Paganism again lives in his verse, sounding its last fanfare, lifting its last great poet above the Christianity which was soon entirely to submerge the language, and which would forever be sole master of art. The new Christian spirit arose with Paulinus, disciple of Ausonius; Juvencus, who paraphrases the gospels in verse; Victorinus, author of the Maccabees; Sanctus Burdigalensis who, in an eclogue imitated from Vergil, makes his shepherds Egon and Buculus lament the maladies of their flock; and all the saints: Hilaire of Poitiers, defender of the Nicean faith, the Athanasius of the Occident, as he has been called; Ambrosius, author of the indigestible homelies, the wearisome Christian Cicero; Damasus, maker of lapidary epigrams; Jerome, translator of the Vulgate, and his adversary Vigilantius, who attacks the cult of saints and the abuse of miracles and fastings, and already preaches, with arguments which future ages were to repeat, against the monastic vows and celibacy of the priests.

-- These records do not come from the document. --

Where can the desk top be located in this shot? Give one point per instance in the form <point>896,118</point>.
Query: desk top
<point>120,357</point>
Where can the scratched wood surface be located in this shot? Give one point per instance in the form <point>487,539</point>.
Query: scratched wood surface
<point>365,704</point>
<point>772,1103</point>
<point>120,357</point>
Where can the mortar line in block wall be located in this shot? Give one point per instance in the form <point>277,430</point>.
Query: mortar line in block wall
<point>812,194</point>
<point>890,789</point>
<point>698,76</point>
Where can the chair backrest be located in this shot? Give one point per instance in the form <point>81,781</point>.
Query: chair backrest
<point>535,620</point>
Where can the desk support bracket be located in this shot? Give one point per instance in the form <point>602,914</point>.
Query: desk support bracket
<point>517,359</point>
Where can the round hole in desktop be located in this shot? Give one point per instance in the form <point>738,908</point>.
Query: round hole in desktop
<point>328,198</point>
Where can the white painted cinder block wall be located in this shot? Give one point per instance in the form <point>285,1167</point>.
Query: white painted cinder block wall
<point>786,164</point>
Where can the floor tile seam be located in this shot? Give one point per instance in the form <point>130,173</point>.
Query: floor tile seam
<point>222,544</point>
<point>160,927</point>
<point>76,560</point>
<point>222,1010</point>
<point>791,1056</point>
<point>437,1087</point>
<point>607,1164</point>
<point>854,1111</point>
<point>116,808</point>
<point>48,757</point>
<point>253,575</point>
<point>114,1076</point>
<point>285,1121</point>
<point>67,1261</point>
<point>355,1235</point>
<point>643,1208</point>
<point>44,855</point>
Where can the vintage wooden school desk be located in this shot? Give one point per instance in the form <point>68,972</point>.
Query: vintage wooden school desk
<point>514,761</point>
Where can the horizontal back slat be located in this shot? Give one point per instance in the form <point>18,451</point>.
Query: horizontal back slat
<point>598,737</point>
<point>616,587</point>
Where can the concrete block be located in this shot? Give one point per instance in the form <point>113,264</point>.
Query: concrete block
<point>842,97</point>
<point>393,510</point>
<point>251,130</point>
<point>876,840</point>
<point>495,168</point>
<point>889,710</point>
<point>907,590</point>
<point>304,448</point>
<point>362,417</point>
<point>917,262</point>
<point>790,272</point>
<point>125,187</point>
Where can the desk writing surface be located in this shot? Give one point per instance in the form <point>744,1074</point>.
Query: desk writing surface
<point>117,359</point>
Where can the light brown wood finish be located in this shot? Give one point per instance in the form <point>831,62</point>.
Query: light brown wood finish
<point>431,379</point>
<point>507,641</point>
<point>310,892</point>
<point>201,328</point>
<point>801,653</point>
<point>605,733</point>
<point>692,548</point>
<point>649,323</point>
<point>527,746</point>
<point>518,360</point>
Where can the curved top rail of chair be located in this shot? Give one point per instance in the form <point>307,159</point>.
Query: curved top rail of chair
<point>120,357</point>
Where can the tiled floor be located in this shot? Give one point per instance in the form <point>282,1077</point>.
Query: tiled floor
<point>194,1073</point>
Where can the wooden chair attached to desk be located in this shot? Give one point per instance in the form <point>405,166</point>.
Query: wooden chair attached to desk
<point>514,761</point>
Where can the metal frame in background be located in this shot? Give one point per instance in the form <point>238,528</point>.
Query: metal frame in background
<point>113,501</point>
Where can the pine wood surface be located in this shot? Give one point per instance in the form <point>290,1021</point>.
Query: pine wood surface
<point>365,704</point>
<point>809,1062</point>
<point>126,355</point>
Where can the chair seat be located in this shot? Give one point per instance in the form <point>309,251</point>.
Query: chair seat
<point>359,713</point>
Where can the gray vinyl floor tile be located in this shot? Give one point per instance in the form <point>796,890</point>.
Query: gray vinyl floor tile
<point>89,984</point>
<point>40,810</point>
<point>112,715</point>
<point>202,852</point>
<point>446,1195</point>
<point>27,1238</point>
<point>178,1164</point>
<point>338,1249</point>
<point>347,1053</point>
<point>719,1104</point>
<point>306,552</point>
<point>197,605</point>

Finally, in the fifth century came Augustine, bishop of Hippo. Des Esseintes knew him only too well, for he was the Church’s most reputed writer, founder of Christian orthodoxy, considered an oracle and sovereign master by Catholics. He no longer opened the pages of this holy man’s works, although he had sung his disgust of the earth in the Confessions, and although his lamenting piety had essayed, in the City of God, to mitigate the frightful distress of the times by sedative promises of a rosier future. When Des Esseintes had studied theology, he was already sick and weary of the old monk’s preachings and jeremiads, his theories on predestination and grace, his combats against the schisms.
He preferred to thumb the Psychomachia of Prudentius, that first type of the allegorical poem which was later, in the Middle Ages, to be used continually, and the works of Sidonius Apollinaris whose correspondence interlarded with flashes of wit, pungencies, archaisms and enigmas, allured him. He willingly re-read the panegyrics in which this bishop invokes pagan deities in substantiation of his vainglorious eulogies; and, in spite of everything, he confessed a weakness for the affectations of these verses, fabricated, as it were, by an ingenious mechanician who operates his machine, oils his wheels and invents intricate and useless parts.
After Sidonius, he sought Merobaudes, the panegyrist; Sedulius, author of the rhymed poems and abecedarian hymns, certain passages of which the Church has appropriated for its services; Marius Victorius, whose gloomy treatise on the Pervesity of the Times is illumed, here and there, with verses that gleam with phosphorescence; Paulinus of Pella, poet of the shivering Eucharisticon; and Orientius, bishop of Auch, who, in the distichs of his Monitories, inveighs against the licentiousness of women whose faces, he claims, corrupt the people.